Molins has reported a net profit of EUR141m (US$164m) for the first nine months of 2025, equivalent to earnings per share of EUR2.13 — an eight per cent decrease from the same period last year, mainly due to the depreciation of the Mexican and Argentinean currencies. On a LfL basis, however, net profit rose by three per cent YoY.

Revenues reached EUR1004m, down two per cent, though up seven per cent at constant currencies, supported by price adjustments amid slowing demand. EBITDA stood at EUR263m, four per cent lower, but up six per cent at constant currencies, maintaining a stable margin of 26.2 per cent.

Net financial debt fell further, leaving a net cash balance of EUR96m, strengthening Molins’ capacity to fund growth and its 2030 Sustainability Roadmap.
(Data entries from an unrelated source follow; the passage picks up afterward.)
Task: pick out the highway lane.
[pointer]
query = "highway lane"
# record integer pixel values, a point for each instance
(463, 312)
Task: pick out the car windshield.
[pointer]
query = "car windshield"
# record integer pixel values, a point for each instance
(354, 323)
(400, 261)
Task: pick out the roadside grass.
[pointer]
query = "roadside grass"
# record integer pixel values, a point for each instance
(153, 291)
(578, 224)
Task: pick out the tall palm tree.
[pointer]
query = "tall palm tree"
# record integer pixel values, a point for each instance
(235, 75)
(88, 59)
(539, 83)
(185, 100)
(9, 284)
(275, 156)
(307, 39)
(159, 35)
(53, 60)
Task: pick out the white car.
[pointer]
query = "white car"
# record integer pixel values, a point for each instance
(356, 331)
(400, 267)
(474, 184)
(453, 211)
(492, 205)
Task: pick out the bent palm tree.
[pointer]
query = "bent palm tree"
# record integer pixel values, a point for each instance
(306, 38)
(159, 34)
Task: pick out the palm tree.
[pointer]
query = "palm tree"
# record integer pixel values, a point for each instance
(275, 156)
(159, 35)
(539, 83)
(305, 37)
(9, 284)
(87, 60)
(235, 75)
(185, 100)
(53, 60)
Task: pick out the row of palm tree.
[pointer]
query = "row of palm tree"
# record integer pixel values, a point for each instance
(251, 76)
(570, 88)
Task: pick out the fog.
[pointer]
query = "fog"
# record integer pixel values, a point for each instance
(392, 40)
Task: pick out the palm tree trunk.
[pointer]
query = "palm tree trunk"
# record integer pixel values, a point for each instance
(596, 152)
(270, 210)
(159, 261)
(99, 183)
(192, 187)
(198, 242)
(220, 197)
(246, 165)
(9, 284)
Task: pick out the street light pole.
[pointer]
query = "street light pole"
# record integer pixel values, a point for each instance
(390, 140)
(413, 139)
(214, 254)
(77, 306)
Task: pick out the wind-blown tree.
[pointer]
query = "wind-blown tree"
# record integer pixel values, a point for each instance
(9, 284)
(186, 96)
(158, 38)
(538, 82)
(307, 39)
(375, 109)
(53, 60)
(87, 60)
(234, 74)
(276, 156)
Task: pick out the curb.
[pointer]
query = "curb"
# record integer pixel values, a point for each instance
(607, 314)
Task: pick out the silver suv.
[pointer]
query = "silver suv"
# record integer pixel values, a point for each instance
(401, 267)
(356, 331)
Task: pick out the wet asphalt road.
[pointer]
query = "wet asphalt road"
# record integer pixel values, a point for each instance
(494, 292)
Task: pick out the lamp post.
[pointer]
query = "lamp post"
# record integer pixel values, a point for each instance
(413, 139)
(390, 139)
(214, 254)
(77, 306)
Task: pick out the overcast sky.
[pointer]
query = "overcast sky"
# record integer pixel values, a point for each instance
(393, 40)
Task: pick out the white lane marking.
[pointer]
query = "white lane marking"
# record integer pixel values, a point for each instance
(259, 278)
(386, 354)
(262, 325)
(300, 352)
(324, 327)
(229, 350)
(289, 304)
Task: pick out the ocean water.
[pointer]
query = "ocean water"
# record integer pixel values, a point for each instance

The company reduced its clinker factor to 67.7 per cent, surpassing its 2030 target, reflecting progress in its decarbonisation strategy.

In August, Molins and TITAN completed the joint acquisition of Baupartner, a leading precast concrete company in Southeast Europe, expanding Molins’ footprint in Bosnia and Herzegovina, Croatia, and Serbia.

CEO Marcos Cela said the results demonstrate Molins’ resilience amid economic challenges, highlighting its solid financial position and commitment to sustainable, long-term growth.